Noch extremere Bedingungen herrschen an den Standorten der Flutrasen, die stets nur in kleinen abflußlosen Senken und Mulden wachsen. Da dort der Boden sehr tonreich und zudem an der Oberfläche verdichtet ist, verbleibt das nährstoffreiche Überschwemmungs- , aber auch das Regenwasser von Starkniederschlägen für längere Zeit auf der Bodenoberfläche. Die Flutrasen bestehen deshalb vorwiegend aus Arten, die an Luftmangel im Boden und langanhaltenden Wasserüberstau angepaßt und zudem in der Lage sind, die durch Absterben weniger robuster Arten entstandenen Lücken in kürzester Zeit zu besiedeln. Zu diesen sog. Kriechpionieren zählen: Flecht - Straußgras (Agrostis stolonifera), Knick - Fuchsschwanz (Alopecurus geniculatus) und Kriech - Hahnenfuß (Ranunculus repens). Im Lahntal können drei Flutrasen - Gesellschaften unterschieden werden:

– Knickfuchsschwanz-Rasen: Charakterart Alopecurus geniculatus;

– Fuchsseggen-Ried: Charakterart Carex vulpina;

– Glyceria pedicellata-Gesellschaft: charakterisiert durch Glyceria x pedicellata, das Kreuzungsprodukt aus Flutendem (Glyceria fluitans) und Gefaltetem Schwaden (G. plicata).
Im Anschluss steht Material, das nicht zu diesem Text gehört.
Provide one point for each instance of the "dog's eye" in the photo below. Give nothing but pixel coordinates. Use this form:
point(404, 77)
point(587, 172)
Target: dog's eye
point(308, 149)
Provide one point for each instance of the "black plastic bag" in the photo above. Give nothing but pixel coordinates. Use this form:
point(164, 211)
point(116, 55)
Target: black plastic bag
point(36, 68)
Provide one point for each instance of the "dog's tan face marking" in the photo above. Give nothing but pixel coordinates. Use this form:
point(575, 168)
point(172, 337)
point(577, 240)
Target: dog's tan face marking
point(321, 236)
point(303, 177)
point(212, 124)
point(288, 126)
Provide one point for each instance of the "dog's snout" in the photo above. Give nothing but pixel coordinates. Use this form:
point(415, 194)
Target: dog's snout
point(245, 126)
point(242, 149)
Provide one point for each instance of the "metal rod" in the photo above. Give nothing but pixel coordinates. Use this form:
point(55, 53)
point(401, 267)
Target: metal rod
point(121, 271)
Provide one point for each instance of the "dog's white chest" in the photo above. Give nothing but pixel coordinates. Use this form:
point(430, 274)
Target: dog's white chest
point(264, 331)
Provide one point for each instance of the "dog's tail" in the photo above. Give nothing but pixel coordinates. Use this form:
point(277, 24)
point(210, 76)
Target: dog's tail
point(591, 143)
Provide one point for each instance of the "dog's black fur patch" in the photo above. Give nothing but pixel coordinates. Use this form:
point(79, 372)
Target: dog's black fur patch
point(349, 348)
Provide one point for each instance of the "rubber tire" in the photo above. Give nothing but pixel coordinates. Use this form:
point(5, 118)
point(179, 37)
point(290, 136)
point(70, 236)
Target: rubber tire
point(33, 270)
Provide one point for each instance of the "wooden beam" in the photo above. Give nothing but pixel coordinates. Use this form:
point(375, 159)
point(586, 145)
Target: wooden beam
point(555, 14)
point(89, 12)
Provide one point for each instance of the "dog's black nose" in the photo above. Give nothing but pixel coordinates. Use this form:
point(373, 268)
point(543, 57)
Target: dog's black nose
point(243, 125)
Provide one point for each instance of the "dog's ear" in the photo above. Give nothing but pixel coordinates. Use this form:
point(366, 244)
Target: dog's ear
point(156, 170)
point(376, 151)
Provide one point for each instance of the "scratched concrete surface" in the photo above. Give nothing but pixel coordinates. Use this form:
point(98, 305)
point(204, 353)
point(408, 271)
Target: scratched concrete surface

In den von Natur aus artenarmen Feuchtwiesen-, Seggen-, Röhricht- und Flutrasen - Gesellschaften der Lahnaue sind Arten der Roten Listen nicht selten (s. Abschnitt 3). Die besondere Bedeutung dieser Pflanzenbestände ist jedoch in ihrer Verteilung im Gelände zu sehen. Da bereits geringste Standortsunterschiede die eine oder die andere Pflanzenformation begünstigen, kommen häufig auf engstem Raum mehrere dieser Gesellschaften vor. In ihrer mosaikartigen Anordnung tragen die an nasse Standorte gebundenen Grünland - Pflanzengesellschaften erheblich zum abwechslungsreichen Bild der Lahnaue bei.